After being reviewed by the now “family breast surgeon” and a plastic surgeon in February 2015, it was decided that I would have a risk reducing bilateral mastectomy with a DIEP Flap (Deep Inferior Epigastric Perforators) meaning they will use my tummy tissue to recreate healthy breasts free of cancer.

In May last year my sister and I nervously attended our first Pink Hope Conference and it was amazing, overwhelming, educational yet empowering. We met many woman who had either had risk reducing surgery or considering it for the future. I knew that I was in the right place and was ready to book my surgery. I now identify myself as a “Pink lady” thankfully to my sisters and Pink Hope. “Pink lady” is a name that I have given myself and to the friends I have meet through Pink Hope, who have welcomed me, empowered me and supported me on this journey. Pink represents the breast cancer, but as I am not a breast cancer survivor, I have added the title lady to give it a meaning of being a strong independent woman who is taking control of my future and embracing my femininity through this process.

Although my surgery was booked for November 2015 I needed time to prepare myself physically, emotionally, mentally and spiritually, but I also had to prepare my family and friends for the decision I had made, which for some it was incredibly radical but for many it was brave.

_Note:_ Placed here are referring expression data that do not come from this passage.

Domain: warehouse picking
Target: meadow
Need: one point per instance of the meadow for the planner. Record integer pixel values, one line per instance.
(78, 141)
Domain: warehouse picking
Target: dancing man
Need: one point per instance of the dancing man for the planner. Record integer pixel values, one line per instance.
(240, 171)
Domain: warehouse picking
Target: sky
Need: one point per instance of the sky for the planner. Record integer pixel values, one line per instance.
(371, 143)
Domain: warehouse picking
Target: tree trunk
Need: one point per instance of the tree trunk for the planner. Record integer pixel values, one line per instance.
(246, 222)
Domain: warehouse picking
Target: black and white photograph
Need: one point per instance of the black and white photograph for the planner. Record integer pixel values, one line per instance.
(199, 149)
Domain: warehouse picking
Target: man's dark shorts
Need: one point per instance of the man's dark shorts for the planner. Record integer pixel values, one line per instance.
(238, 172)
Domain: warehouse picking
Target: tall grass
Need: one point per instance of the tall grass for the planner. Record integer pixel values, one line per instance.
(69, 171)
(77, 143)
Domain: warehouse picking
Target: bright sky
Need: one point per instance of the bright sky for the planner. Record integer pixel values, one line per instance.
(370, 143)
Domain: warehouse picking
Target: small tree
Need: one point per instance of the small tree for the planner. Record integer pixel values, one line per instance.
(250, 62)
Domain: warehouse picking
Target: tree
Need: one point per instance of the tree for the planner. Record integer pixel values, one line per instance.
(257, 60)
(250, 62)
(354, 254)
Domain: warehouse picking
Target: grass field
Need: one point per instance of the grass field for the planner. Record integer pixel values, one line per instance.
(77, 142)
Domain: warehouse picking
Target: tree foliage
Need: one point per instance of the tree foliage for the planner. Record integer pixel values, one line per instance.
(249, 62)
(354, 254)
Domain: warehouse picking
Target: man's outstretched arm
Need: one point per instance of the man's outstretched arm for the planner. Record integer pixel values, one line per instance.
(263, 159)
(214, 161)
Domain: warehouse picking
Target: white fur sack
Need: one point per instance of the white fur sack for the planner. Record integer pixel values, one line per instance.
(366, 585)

I did everything to prepare myself for my surgery, apart from a few visits with my surgeons I consulted with a naturopath for immunity building, psychologist to deal with the grief and loss of losing my breasts and the changes to my body, meditation to calm me and a kinesiologist to assist me spiritually. Not to mention numerous and very personal questions to my new found “Pink lady” friends and support group of Pink Hope.

As I prepared a ‘Bye to the Boobs” party to rally my sisterhood around me and give a final send off to the boobs that breastfed my three daughters, I decided to share the night with Pink Hope and raise awareness to my sisterhood of amazing woman who were supporting me through this journey. We raised over $700 that night and I felt empowered to become an Outreach Ambassador for Pink Hope. If this is what I could do in one night with 30 woman, what could I do for the future as an ambassador?

On the morning of my surgery, Saturday 7th November 2015, I was surprisingly very calm and ready to face the challenge ahead of sitting still for the next 6-12 weeks and allow everyone else to care for me. The surgery took 9.5 hours and it was a complete success, as my surgeon tells me, however there were a few hiccups along the way. I did require a number of blood transfusions post-surgery and I am forever grateful for those five people who donated their blood to assist me in my recovery. However I did have to return to hospital for another week for an infection in my abdomen wound which required further surgery to assist it to heal. I have had further wound issues but manageable at home. I am now 9 weeks post-surgery and not able to drive at this point and only manage light duties, but I expect in the next few weeks I will have returned back to normal activity and back to work. Although it has been challenging physically, mentally I feel fantastic, that instant relief I had when I woke up from surgery and then given the news two days later that all my tissue was clear of any malignancy was overwhelming. I did what I set out to do, I reduced my risk of breast cancer to less than 1% and was brave to accept the gift of choice I was given by my two amazing and brave sisters who I am proud to say are now breast cancer survivors.

My passion for becoming an Outreach Ambassador for Pink Hope is to give back to them for what they have given me, but most importantly I want to raise awareness and funds for Pink Hope, as one day my daughters will need them.

I want to make sure they are able to help my daughters make the decisions that are right for them.